Balance, season and quality define Sábrego’s menu and make it a must and a perfect excuse to dive into Or Ribeiro. And it is that one of the great wonders of this place is that it is in the middle of the mountain, completely surrounded by valleys of vineyards. An incomparable setting dotted with all the greens that draw deep Galicia. Because it is not just a restaurant, it is the culinary part of a much larger project that is completed by the Casal de Armán winery, with whose wines the tasting menus are paired, and the rural house with the same name.
With our feet in the vineyard since 1900
“We are the Fourth generation that we are making wine,” says Jorge González Vázquez, one of the current owners of the entire Casal de Armán project and, also, head of the Sábrego room. “My great-grandfather emigrated to Chile and came back to marry a woman of high nobility coming to less than twenty years. They had eight children and all eight studied university degrees. It was the early years of the 20th century. Two of those children were trained to continue with the wineries, the family business, but they died. So my grandfather and great-aunt had to specialize to take over. She was the first woman to study Oenology, in 1949”,
“My grandfather made wine for the family but he didn’t sell it,” recalls González. “When he died, my father and we continued in his wake. In 1994 we began to make a Sherry blend wine and native varieties. In 1997 we bought this land and two and a half walls of what is now the hotel and Sábrego.”
In 1999 the first harvest of Casal de Armán came out with 5,000 bottles of a wine made with 100% native varieties. Now they have nine different labels from which some 225,000 bottles come out each harvest. They make white, red and even dare with a sweet wine that they obtain by pressing frozen grapes.
It took seven years of restoration to achieve what is now Casal de Armán. Then they invested in a high-quality restaurant project and Sábrego was born in 2016. And now they are preparing to a new betan expansion of the infrastructure with the construction of a new space, in the highest and buried part of the mountain, where a winery and a new place for banquets and ceremonies will be located.
Sábrego and Casal de Armán are the chance to eat and drink O Ribeiro.

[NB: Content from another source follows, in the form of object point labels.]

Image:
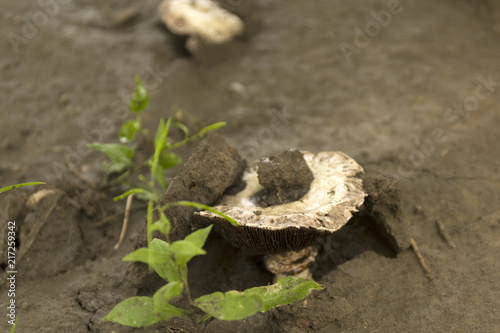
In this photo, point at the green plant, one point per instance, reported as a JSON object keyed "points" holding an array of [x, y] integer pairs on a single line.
{"points": [[122, 155], [11, 187], [169, 259]]}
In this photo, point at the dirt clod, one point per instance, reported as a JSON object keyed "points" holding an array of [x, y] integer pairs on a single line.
{"points": [[50, 238], [285, 177], [383, 205], [212, 168]]}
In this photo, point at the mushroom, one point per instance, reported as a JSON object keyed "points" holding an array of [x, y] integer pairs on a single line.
{"points": [[203, 20], [285, 233]]}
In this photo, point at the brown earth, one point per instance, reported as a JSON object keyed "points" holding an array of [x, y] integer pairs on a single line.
{"points": [[412, 101]]}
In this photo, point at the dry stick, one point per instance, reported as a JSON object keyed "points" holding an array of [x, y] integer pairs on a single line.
{"points": [[125, 221], [420, 258], [444, 234], [75, 170], [105, 220]]}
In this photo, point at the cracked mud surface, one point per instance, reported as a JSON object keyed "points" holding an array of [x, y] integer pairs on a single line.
{"points": [[285, 83]]}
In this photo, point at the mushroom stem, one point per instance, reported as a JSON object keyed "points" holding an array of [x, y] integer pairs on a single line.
{"points": [[291, 263]]}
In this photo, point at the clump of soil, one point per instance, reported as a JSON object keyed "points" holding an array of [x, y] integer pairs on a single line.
{"points": [[285, 178]]}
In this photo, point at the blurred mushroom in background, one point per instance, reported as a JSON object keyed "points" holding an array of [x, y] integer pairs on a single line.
{"points": [[204, 21]]}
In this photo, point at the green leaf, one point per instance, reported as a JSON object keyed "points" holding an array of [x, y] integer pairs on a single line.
{"points": [[235, 305], [140, 97], [199, 237], [134, 190], [159, 131], [136, 312], [182, 127], [162, 297], [169, 159], [128, 130], [201, 206], [184, 250], [141, 255], [162, 260], [159, 175], [212, 127], [11, 187], [162, 225], [232, 305], [121, 156], [285, 291]]}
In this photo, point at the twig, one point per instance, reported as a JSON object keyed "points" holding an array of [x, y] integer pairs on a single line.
{"points": [[77, 173], [420, 258], [125, 221], [444, 233]]}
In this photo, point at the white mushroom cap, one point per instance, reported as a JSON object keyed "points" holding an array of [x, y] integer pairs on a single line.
{"points": [[203, 20], [334, 194]]}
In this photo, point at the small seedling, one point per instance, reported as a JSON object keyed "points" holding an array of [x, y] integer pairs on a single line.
{"points": [[122, 156], [169, 259]]}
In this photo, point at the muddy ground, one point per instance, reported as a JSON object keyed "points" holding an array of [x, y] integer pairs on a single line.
{"points": [[412, 101]]}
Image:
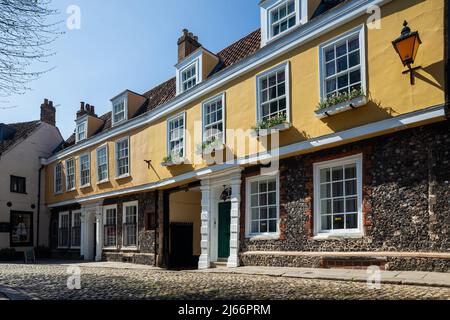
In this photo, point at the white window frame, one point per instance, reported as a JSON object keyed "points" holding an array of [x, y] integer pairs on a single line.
{"points": [[319, 233], [268, 6], [72, 225], [85, 185], [118, 100], [194, 59], [283, 66], [361, 32], [61, 214], [82, 124], [125, 175], [55, 172], [124, 211], [105, 147], [105, 209], [248, 209], [220, 96], [74, 174], [181, 114]]}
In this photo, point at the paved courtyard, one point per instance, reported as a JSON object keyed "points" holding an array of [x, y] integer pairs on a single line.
{"points": [[49, 281]]}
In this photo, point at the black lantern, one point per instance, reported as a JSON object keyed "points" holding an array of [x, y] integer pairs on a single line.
{"points": [[407, 46]]}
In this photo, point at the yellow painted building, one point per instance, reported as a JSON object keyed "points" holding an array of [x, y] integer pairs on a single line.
{"points": [[305, 54]]}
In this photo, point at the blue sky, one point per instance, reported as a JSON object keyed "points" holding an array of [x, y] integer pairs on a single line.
{"points": [[125, 45]]}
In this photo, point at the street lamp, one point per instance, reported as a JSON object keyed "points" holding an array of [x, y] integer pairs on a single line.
{"points": [[407, 46]]}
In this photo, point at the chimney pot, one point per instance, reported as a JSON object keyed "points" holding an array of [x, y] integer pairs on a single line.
{"points": [[48, 113]]}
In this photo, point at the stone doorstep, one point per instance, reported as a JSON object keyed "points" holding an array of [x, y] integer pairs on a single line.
{"points": [[429, 279], [12, 294]]}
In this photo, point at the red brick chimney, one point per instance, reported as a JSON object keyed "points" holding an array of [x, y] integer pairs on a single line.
{"points": [[187, 44], [48, 112]]}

What to ask for: the best way to discover this restaurant is to delve into one of its two tasting menu proposals. It is the most complete and fun way to get to know everything that Sábrego can offer. In the menu, the best recommendation is to go for the seasonal product. They get away with the lamprey and the fried eel.
practical data
Where: Place of Camporredondo, 1, 32415, Ribadavia, Ourense.
Half price: €65.
Bookings: 988 49 18 09 and on their website.
Schedules: Closed Monday. Dinners only Friday and Saturday.